Fig. 1 clearly shows that the changes induced by the epidemic in the overall flow and movement of the population throughout China are not restricted just to the region in which the city of Wuhan is located (Hubei). In 2019, a large number of individuals moved right before the Spring Festival. Then, it reached a minimum at the Spring Festival and, later on, a large number of individuals moved again, see Fig. 1A. On the other hand, in 2020, the situation was similar only until Jan. 23rd, when the travel restrictions in Wuhan were implemented. Two features are worth highlighting. First, when the travel restrictions were implemented, the flow of population had peaked already just before the Spring festival. This is key to understand why, despite the reduction in mobility, the daily number of new cases continued to increase for weeks. Secondly, most of the second wave observed in 2019 - which corresponds to travel back to the original region - had not taken place yet (see Fig. 1B), and thus, there was still a high risk that a subsequent large outbreak could occur. The existence of recurrent local outbreaks is a feature that some models have anticipated [20]. Further indications that the population has not yet reached the original distribution by region are provided in Fig. 1C and D, where we show the evolution of the number of individuals living in each region (initial data obtained from the Chinese Yearbook, see Materials and Methods). Clearly, while in 2019 most of the population returned to their regions, in 2020 this had not taken place yet.

Fig. 1.

Fig. 1

Movement patterns of individuals across Mainland China in 2019 and 2020. Panels A and B represent the percentage of individuals traveling from each region compared to such fraction on Jan. 1st in 2020 (Jan. 12th in 2019). Additionally, panels C and D show the population of each region assuming that the number of individuals traveling from each region is given by the flow data and that their destinations are randomly selected according to the mixing patterns pij.
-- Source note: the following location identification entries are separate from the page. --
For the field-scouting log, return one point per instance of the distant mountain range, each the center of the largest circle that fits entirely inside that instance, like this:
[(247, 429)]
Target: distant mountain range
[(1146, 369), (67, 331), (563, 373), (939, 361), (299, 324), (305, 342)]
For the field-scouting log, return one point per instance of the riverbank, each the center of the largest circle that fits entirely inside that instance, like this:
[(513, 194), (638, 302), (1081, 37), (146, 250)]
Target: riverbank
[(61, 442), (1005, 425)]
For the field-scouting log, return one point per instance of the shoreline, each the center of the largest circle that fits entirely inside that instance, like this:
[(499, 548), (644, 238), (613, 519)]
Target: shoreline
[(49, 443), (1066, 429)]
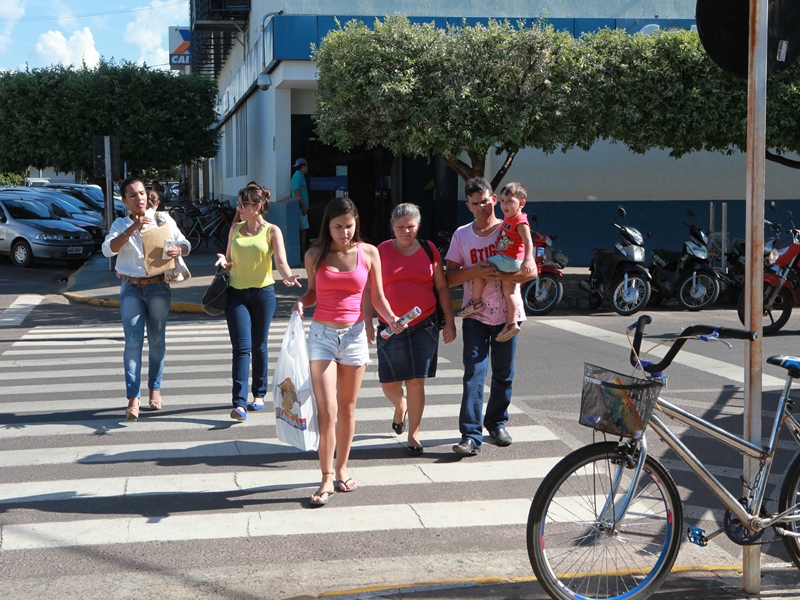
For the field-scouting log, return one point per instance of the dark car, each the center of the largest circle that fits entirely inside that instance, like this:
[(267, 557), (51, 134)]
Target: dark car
[(91, 193), (61, 207), (29, 230)]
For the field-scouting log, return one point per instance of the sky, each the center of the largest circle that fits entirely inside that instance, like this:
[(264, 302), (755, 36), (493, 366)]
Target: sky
[(42, 33)]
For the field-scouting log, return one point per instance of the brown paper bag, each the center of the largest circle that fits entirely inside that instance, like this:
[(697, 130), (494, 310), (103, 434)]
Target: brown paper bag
[(154, 240)]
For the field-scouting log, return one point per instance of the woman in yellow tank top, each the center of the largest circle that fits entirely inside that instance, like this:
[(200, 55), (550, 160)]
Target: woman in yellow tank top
[(252, 243)]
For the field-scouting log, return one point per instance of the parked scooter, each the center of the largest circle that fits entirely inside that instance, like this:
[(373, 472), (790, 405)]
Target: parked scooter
[(735, 258), (781, 281), (544, 293), (618, 274), (687, 275)]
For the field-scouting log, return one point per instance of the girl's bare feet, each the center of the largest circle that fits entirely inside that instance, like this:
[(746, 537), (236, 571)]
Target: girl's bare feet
[(155, 400), (132, 413)]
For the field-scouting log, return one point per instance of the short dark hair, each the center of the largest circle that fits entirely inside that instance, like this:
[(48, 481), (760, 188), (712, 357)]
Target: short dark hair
[(335, 208), (515, 190), (477, 185), (254, 193)]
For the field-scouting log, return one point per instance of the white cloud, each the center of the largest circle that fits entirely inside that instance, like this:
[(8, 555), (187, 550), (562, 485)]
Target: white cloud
[(54, 48), (149, 31), (11, 11)]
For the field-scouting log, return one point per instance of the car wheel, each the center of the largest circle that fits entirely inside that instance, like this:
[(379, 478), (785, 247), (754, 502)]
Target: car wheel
[(21, 254)]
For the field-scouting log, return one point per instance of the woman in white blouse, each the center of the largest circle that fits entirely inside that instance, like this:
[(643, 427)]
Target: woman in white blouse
[(143, 301)]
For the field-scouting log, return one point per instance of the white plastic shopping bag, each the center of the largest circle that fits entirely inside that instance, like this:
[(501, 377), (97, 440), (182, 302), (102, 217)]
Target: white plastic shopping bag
[(295, 408)]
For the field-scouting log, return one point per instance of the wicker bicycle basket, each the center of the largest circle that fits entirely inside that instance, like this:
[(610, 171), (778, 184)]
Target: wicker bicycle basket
[(615, 403)]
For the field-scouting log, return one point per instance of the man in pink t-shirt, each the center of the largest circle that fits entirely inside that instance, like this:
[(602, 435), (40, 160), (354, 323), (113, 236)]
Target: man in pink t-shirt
[(470, 247)]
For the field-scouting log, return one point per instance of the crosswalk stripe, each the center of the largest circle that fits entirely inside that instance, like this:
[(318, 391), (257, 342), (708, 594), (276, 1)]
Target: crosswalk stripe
[(15, 314), (438, 515), (260, 481), (164, 421), (190, 449)]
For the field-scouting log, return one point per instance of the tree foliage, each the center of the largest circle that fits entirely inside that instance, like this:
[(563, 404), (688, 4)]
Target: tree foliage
[(50, 116), (462, 91), (418, 90)]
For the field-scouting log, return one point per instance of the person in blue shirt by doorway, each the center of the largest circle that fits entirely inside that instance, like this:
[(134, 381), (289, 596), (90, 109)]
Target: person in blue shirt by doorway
[(299, 190)]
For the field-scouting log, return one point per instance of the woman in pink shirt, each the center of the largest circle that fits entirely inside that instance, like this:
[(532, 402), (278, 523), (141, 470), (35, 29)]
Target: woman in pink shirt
[(339, 267), (410, 274)]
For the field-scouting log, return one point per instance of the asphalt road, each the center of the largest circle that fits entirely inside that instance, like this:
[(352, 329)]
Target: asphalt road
[(185, 504)]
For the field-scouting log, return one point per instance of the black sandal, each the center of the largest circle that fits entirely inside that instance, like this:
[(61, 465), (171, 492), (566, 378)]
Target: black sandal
[(399, 428)]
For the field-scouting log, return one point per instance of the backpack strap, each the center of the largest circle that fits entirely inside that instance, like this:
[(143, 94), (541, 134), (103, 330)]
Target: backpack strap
[(425, 246)]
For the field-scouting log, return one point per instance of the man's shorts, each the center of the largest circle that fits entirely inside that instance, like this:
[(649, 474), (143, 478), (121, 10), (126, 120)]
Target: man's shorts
[(346, 346), (504, 263)]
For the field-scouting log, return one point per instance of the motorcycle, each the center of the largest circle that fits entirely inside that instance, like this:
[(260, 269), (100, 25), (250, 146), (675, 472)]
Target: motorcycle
[(733, 277), (541, 295), (781, 281), (618, 274), (688, 274)]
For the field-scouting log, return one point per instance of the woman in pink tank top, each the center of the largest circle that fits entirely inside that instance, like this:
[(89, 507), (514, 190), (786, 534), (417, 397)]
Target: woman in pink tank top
[(339, 268)]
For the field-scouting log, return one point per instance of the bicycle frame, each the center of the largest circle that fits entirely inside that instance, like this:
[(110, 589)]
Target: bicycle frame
[(749, 516)]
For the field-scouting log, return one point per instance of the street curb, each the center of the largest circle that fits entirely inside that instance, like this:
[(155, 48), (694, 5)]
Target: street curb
[(452, 584)]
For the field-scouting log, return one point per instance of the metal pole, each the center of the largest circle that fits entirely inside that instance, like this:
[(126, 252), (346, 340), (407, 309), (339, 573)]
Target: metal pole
[(109, 214), (754, 270)]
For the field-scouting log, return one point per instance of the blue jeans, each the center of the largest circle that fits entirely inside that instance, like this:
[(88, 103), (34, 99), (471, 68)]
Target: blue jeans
[(479, 348), (249, 314), (141, 306)]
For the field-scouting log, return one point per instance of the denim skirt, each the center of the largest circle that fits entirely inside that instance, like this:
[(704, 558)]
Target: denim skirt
[(411, 354)]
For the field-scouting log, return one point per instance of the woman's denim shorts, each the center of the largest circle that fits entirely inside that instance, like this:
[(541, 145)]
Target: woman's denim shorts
[(347, 346), (411, 354)]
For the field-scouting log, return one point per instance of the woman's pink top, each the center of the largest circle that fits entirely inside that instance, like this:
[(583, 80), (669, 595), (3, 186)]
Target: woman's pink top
[(408, 280), (339, 294)]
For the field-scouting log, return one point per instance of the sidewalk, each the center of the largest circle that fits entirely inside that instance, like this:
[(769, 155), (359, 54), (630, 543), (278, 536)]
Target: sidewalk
[(94, 283)]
To parameterize the metapopulation epidemiological model we follow Chinazzi et al. [7] and set a generation time of 7.5 days and a reproduction number R 0 equal to 2.4. The latent period is set to 3 days [21], which is compatible with pre-symptomatic transmission of the disease, since the incubation period is between 5 and 6 days [7]. The outbreak is seeded by introducing 40 exposed individuals on Dec. 1st 2019 (Dec. 12th 2018 for 2019) [7]. Then, the simulations run for 66 days in both cases and we extract the cumulative number of infected cases in each region as a function of time. Note that as there were no travel restrictions in 2019, one can see the results obtained with the 2019 data as the more plausible outcome for the 2020 outbreak without travel restrictions. In other words, by comparing 2019 with 2020, we can factor out the impact of the early travel reduction in the city of Wuhan and the subsequent changes in the mobility patterns of the population.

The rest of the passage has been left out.